シェイディンハルへ着くなり、店を回って張り紙をしてもいいかと訪ね歩いたが、どこも了承してはくれなかった。
前述した通り、この町は清潔で美しい町である。
きっと住民達はその外観を壊したくないと考えているのだろう。

途方にくれた二人は、町の住民に張り紙をしてもいい場所があるのか尋ねることにし、丁度近くを歩いていたオークの男に声をかけた。

 サラ「すみません、ちょっといいですか?」

オークの男はこちらへと振り向き二人を一瞥すると、そのまま何事もなかったかのようにまた歩き出した。

 サラ「え?あ、あの…」

サラがまた呼び止めようと声をかけると、オークの男は今度は振り向きもせずに何やら歌いだした。

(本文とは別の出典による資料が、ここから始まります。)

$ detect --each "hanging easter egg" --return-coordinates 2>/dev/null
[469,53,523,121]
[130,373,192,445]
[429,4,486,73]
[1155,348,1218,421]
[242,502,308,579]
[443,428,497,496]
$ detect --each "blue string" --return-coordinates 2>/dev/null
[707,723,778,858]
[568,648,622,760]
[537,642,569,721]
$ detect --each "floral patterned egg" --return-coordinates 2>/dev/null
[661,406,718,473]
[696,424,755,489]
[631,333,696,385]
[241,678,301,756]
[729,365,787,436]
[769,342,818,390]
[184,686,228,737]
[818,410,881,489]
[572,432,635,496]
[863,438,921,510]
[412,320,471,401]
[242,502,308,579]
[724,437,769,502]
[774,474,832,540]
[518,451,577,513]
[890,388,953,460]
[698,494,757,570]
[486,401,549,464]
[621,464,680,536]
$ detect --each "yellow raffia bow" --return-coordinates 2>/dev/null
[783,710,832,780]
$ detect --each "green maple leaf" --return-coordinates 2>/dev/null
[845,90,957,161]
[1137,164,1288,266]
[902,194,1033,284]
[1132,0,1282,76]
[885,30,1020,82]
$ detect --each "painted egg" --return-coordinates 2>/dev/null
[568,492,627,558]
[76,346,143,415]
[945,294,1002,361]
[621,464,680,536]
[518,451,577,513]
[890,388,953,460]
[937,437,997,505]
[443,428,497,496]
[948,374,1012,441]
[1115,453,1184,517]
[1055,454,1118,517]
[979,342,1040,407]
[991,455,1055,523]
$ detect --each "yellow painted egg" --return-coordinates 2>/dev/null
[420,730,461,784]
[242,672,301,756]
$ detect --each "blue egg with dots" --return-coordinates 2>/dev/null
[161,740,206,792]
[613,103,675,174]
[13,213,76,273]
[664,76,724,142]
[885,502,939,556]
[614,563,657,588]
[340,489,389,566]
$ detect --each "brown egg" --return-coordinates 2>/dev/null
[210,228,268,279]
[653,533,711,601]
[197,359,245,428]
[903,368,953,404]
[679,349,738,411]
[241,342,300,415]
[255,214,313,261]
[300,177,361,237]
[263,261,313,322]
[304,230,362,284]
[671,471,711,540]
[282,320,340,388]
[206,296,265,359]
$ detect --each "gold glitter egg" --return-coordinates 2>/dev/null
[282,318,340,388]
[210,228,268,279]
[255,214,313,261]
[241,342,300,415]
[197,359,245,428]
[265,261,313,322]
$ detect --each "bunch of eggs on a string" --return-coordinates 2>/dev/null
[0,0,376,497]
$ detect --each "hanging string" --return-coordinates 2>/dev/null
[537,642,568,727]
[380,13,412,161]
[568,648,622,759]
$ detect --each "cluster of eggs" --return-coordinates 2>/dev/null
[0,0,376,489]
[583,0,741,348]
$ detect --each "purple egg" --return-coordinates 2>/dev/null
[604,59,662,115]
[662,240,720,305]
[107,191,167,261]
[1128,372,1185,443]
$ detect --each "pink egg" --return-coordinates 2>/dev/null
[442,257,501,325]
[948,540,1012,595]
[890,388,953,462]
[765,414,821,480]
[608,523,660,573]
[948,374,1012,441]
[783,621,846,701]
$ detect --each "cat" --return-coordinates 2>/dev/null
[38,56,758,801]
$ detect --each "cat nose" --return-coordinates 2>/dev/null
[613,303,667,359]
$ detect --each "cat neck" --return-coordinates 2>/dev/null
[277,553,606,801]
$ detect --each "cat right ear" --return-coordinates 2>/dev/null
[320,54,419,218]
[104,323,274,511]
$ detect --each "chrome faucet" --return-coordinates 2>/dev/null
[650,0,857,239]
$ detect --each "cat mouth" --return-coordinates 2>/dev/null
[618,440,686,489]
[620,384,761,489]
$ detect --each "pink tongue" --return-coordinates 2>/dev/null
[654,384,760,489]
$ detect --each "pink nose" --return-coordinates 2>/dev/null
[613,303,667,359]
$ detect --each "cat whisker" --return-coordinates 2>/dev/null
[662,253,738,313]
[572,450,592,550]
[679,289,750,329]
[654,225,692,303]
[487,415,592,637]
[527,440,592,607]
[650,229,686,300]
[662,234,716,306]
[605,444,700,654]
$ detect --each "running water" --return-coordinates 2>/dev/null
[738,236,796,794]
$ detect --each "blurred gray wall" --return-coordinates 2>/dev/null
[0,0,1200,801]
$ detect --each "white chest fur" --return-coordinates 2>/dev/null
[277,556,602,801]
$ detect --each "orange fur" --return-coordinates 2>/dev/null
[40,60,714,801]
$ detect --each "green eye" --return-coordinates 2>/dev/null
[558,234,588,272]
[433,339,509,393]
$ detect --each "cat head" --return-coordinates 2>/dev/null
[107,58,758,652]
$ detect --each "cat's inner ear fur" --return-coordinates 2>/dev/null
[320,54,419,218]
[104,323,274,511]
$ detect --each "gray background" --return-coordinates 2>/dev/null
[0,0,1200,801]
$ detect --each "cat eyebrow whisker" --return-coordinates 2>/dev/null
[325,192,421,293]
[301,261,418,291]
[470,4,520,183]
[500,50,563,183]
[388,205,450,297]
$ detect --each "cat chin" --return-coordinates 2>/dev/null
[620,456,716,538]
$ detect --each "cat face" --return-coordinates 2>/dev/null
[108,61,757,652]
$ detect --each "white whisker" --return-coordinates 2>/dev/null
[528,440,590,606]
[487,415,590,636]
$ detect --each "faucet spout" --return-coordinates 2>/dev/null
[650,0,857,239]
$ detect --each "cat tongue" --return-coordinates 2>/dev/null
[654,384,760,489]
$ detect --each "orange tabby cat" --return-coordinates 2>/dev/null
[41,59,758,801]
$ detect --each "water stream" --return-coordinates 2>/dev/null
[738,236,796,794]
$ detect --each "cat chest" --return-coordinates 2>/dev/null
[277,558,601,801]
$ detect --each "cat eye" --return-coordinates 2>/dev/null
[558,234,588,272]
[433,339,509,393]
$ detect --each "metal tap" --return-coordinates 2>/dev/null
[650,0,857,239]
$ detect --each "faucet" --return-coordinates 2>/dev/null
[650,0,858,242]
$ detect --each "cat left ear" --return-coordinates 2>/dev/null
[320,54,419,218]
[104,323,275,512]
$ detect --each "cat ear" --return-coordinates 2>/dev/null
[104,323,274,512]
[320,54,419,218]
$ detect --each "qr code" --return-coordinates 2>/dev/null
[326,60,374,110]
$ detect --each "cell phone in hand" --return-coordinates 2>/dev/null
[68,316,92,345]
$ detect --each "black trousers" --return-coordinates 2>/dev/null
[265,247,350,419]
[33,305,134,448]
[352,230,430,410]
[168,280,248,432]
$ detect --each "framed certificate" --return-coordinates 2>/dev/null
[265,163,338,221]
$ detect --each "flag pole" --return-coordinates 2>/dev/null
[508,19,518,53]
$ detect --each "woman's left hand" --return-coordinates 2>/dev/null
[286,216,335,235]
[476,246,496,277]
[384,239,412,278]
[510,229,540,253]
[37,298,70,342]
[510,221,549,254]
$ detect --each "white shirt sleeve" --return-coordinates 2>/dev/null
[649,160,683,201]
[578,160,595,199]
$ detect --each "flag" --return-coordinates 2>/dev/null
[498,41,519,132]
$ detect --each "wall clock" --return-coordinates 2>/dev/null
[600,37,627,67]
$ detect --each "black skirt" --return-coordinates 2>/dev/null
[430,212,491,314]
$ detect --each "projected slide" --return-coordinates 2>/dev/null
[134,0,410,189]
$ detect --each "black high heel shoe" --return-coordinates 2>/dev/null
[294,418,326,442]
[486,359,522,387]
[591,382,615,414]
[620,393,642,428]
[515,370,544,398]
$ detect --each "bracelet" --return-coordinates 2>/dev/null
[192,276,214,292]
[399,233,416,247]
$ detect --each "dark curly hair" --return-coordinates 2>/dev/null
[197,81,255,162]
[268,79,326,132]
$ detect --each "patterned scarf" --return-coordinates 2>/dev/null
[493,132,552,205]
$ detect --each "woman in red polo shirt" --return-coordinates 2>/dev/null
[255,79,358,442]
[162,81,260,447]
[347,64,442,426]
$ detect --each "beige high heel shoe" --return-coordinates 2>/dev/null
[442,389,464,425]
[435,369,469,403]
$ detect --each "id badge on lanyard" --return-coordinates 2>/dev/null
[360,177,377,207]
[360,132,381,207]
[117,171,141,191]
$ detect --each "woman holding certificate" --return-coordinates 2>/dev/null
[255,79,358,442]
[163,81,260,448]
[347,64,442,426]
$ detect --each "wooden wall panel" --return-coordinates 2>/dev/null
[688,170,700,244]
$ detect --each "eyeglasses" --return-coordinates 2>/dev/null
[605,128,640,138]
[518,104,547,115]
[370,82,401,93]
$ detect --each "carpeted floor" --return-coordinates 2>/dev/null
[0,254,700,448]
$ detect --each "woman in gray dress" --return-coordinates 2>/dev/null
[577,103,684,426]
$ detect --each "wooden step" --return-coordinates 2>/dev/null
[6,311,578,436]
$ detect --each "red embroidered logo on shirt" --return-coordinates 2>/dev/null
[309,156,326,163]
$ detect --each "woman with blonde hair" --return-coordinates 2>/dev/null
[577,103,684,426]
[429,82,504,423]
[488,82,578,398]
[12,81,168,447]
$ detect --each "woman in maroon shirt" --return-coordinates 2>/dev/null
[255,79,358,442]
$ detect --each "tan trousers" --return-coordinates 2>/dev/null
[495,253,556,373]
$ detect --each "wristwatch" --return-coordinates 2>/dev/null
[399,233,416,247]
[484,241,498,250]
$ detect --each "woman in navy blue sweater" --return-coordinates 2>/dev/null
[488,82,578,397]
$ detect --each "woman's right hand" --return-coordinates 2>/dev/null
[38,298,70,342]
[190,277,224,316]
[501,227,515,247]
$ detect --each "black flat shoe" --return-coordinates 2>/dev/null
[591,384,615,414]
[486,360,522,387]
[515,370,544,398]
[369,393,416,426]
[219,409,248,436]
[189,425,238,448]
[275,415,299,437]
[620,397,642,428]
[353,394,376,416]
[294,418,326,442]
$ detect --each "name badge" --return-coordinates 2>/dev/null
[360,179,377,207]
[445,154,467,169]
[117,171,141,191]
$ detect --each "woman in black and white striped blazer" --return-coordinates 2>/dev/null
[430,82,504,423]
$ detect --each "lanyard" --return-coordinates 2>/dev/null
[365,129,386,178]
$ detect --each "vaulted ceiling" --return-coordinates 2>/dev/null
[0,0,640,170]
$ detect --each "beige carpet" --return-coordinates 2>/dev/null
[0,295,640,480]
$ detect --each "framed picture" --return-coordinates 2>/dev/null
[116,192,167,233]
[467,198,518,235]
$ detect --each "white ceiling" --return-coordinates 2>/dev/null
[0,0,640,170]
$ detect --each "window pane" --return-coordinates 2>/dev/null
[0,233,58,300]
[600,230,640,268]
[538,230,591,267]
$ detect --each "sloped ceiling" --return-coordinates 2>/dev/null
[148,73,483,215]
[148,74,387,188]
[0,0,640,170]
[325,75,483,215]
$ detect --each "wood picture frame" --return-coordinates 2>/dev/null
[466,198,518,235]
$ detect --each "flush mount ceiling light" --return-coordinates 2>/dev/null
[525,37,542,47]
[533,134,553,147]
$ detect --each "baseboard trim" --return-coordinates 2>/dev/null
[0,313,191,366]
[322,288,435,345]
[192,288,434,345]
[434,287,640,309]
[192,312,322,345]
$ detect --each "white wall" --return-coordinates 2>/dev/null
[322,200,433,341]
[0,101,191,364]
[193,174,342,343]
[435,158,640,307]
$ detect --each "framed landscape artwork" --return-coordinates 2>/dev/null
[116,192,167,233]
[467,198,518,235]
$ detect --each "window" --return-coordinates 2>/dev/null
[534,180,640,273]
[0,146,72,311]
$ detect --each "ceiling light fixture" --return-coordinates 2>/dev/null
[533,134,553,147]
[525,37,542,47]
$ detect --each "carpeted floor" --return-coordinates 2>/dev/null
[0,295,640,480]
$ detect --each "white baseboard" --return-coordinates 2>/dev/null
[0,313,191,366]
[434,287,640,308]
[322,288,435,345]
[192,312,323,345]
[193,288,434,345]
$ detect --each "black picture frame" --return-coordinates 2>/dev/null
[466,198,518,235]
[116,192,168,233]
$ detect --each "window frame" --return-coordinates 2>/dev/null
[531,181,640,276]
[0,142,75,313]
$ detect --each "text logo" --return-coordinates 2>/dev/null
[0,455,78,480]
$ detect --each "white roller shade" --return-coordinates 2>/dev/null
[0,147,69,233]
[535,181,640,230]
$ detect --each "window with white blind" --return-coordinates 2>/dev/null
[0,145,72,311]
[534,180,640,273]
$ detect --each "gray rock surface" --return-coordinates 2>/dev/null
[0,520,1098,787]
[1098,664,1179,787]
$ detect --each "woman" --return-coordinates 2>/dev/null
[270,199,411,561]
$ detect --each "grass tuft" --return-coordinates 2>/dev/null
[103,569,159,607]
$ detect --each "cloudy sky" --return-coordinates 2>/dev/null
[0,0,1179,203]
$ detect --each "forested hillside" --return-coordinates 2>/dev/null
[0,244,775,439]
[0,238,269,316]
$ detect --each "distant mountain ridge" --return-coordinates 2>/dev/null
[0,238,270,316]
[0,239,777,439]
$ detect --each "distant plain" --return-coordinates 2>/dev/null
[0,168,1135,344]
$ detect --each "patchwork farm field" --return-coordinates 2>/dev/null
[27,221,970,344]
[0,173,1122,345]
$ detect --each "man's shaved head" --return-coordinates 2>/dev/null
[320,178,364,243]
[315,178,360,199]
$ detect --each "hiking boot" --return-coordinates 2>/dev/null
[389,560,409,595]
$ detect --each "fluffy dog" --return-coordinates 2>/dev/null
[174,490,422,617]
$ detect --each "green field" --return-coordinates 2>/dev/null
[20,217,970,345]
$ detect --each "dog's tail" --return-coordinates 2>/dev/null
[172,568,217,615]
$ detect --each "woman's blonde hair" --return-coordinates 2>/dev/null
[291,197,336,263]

 オーク「ブンブンブン〜♪ハエが何か言ってるぜ〜 ブンブンブブン〜♪」

オークは2人の事を馬鹿にするような歌を歌いながら、川に架かった橋へと歩いてゆく。
サラは突然馬鹿にされてしまった事で、怒りが沸いてくるどころか、何が何だか分からずその場に立ち尽くしている。

少しの間オークが歩いてゆくのを黙って見ていた2人だったが、橋の側までオークが行くとアルストは走り出した。

 サラ「ちょ…アルスト!」

サラが止める間もなくアルストは風をまいてオークへと走り寄る。
そして…

 アルスト「あぶなああああぁぁぁぁあい!」

と、叫びながらオークの背中を蹴り飛ばした。

 

蹴り飛ばされたオークは目の前の岩を飛び越えて川へと落ちていった。
バシャーンと盛大に水飛沫が上がる。
オークは何が起こったのか理解できないまでも、必死に水中でもがいて水面へと顔を出した。
水面から顔を出すと、岩の上に立って腕組みをし、こちらを見下ろす男が目に入った。その男が喋りだす。

 アルスト「危ないところだった…。
  川に落ちるとは、運が無いな。緑の豚の親戚よ」

オークは豚の親戚といわれて腹が立ったが、それ以上に川に突き落とされた事に怒り、顔をゆがめて言った。

 オーク「な、なにを…!これは一体…なにをするんだ!」

 アルスト「うむ。俺に感謝するがいい。
  もう少しでお前が橋に乗ってしまうところだった」

 オーク「俺は橋を渡ろうとしていたんだ!橋に乗るのは当たり前だ!」

アルストは橋を見て、橋に語りかけるように言った。

 アルスト「危ないところだったな…橋よ。
  あんな奴に乗られたら、お前が壊れてしまうところだったな」

そこへサラがやってきて、アルストを叱り付ける。
いつもならすぐに飛んできて鉄拳制裁をしているはずだが、今回はそんな事もないようだ。

ガードがすぐ近くを通りかかっているのを見つけたオークは、声を上げて助けを呼んだ。

 オーク「おーい!そこのガード!
  俺を助けろ!今すぐにだ!」

声を聞きつけてガードが走り寄ってくる。
なぜかその逆方向からは酷くうろたえた様子の男も走ってきた。

 

ガードが二人に何があったのかと聞こうとした時、うろたえた男がガードに向かって助けを求めた。

 「頼む!助けてくれ!
  娘が…娘が山賊にさらわれた!」

アルストとガードが同時に言った。

 二人「なんだと!?」

そして続けざま、アルストが男にこう怒鳴った。

 アルスト「お前の娘は何歳だ!!!」

いきなり何を言っているのだとサラに殴られ、アルストは横へ一直線に吹き飛んだ。